Department of Pathology, Nanjing Drum Tower Hospital Clinical College of Nanjing Medical University, Nanjing 210008, China.
Zhonghua Jie He He Hu Xi Za Zhi. 2022 May 12;45(5):453-459. doi: 10.3760/cma.j.cn112147-20210917-00655.
To raise the awareness of idiopathic pleuroparenehymal fibroelastosis (iPPFE) through investigating the clinical, radiographic and pathological features. Five cases of iPPFE proved by pathology. The clinical data were studied respectively, and the relevant literature was reviewed. All the cases of iPPFE were manifested by cough and dyspnea. The patients including 3 males and 2 females, aged from 30 to 70 years Chest CT scan showed pleural thickening, subpleural consolidation in both upper lungs complicated with tractive bronchiectasis.Computed tomography-guided percutaneous lung biopsy or surgical lung were performed and the same pathological showed pleura and subpleural dense elastic and collagen fibers. The elastic fibers stain was also positive,which was consistent with PPFE. One patient received low-dose corticosteroid, two received pirfenidone therapy, the others received no treatment. Three patients were stable during the follow-up. iPPFE has characteristic pathological features. However, the number of clinically reported cases is low due to missed diagnosis or misdiagnosed. Improving the understanding of features of iPPFE is helpful for the dianosis, therapy, and prognosis of this disease.

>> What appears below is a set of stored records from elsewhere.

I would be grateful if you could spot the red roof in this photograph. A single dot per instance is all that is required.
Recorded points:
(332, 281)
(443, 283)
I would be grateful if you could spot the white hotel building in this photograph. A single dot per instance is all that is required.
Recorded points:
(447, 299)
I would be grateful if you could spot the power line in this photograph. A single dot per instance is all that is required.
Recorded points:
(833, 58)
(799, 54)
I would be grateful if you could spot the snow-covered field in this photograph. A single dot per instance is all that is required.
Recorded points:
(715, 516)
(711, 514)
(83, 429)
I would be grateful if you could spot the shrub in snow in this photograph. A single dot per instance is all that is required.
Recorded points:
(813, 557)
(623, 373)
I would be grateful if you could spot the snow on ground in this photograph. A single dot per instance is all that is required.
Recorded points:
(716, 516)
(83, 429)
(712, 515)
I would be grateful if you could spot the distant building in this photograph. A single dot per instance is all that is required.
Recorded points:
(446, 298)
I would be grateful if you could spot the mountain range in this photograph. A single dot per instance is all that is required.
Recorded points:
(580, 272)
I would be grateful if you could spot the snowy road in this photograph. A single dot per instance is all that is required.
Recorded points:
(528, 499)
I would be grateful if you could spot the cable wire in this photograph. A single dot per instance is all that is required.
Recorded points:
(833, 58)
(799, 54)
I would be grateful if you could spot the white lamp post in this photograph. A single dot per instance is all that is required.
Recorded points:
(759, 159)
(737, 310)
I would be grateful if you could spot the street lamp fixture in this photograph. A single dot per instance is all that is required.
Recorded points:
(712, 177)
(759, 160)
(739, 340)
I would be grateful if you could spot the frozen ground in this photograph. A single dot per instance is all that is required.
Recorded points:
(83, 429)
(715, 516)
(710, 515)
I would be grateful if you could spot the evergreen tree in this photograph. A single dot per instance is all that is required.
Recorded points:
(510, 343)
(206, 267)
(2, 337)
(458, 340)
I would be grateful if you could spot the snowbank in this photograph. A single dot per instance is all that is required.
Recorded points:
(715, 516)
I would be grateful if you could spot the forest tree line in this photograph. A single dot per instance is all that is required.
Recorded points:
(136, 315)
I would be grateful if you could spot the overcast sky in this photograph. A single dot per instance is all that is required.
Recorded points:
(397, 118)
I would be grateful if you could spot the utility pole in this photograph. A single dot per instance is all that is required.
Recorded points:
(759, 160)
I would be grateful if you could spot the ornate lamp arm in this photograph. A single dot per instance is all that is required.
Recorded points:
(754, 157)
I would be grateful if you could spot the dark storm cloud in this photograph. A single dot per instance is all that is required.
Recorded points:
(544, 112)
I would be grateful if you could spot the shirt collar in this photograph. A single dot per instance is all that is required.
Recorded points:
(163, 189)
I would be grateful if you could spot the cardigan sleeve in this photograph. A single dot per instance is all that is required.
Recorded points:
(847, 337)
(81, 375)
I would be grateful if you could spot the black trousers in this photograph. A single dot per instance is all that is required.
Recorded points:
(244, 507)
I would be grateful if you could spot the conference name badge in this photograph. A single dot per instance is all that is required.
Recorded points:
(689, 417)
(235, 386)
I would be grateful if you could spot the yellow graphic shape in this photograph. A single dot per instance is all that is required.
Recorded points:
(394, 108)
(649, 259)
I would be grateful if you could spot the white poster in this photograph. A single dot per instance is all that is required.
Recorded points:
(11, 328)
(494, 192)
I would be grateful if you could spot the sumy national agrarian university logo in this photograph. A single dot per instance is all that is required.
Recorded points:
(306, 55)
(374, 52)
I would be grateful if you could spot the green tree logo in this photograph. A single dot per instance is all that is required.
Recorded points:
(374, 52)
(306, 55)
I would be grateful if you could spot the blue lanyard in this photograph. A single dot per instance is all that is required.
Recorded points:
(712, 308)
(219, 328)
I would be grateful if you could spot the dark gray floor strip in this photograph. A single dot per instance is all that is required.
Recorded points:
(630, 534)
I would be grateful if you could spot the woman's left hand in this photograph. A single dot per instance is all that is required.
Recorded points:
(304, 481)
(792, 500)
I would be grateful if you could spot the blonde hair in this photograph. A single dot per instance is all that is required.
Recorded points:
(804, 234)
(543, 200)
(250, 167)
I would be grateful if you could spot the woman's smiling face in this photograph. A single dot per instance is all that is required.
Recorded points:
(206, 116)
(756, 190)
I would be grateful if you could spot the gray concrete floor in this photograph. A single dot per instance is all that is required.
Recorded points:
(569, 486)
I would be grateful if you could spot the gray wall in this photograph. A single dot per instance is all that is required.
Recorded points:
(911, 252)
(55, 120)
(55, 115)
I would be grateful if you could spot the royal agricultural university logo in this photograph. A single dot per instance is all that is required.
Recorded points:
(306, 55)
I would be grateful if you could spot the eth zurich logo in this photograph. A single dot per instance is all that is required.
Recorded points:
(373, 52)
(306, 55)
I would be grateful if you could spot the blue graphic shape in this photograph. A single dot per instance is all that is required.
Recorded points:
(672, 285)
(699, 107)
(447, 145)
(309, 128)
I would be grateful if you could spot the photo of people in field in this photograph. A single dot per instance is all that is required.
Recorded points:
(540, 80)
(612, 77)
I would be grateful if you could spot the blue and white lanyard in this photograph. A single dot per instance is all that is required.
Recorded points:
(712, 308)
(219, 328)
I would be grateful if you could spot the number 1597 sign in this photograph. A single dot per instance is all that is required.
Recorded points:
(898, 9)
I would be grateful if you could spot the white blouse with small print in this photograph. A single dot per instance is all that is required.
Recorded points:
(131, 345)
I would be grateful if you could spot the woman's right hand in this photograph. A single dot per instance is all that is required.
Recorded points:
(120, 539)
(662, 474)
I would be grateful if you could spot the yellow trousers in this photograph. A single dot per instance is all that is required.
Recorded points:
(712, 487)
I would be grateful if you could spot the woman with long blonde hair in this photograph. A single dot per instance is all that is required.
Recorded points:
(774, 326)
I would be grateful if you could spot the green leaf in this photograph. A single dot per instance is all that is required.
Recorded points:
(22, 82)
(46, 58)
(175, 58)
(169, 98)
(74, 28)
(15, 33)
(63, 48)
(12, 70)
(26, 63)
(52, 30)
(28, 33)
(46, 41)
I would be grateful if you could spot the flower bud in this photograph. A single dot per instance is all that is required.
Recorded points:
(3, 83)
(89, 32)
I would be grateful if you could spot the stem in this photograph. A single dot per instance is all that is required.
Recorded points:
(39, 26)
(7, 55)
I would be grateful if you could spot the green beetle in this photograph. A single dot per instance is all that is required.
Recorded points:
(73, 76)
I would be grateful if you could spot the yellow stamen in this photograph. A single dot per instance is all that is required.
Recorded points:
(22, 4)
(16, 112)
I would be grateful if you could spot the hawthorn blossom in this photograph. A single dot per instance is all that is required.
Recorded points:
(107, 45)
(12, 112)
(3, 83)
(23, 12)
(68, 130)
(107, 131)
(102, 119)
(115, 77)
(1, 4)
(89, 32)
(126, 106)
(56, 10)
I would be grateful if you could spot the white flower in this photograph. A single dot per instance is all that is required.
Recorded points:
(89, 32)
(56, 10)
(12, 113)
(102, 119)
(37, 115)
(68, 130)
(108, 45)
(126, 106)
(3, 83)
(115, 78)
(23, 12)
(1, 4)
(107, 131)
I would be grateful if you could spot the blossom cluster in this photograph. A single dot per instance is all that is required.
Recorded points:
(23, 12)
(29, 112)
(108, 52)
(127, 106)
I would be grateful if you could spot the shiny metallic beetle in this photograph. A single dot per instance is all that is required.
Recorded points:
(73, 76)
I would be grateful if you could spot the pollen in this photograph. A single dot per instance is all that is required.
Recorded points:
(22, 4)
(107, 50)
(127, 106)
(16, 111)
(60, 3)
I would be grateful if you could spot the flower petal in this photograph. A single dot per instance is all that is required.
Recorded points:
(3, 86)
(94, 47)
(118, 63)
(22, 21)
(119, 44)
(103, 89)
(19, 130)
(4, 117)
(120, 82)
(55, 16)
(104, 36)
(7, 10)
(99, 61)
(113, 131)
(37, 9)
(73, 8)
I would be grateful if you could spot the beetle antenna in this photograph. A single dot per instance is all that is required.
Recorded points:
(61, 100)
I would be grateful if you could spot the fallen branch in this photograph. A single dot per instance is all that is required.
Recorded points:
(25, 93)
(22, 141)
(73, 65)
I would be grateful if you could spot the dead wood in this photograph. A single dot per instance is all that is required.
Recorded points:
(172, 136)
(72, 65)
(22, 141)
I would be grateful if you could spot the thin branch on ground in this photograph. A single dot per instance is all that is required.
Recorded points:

通过研究特发性胸膜肺实质纤维弹性组织增生症(iPPFE)的临床、影像学和病理特征,提高对该疾病的认识。5例经病理证实的iPPFE患者。分别对其临床资料进行研究,并复习相关文献。所有iPPFE病例均表现为咳嗽和呼吸困难。患者包括3名男性和2名女性,年龄在30至70岁之间。胸部CT扫描显示胸膜增厚,双上肺胸膜下实变并伴有牵拉性支气管扩张。进行了计算机断层扫描引导下经皮肺活检或手术肺活检,相同病理显示胸膜和胸膜下有致密的弹性纤维和胶原纤维。弹性纤维染色也呈阳性,符合PPFE。1例患者接受低剂量皮质类固醇治疗,2例接受吡非尼酮治疗,其余未接受治疗。3例患者在随访期间病情稳定。iPPFE具有特征性病理表现。然而,由于漏诊或误诊,临床报道病例数较少。提高对iPPFE特征的认识有助于该病的诊断、治疗及预后判断。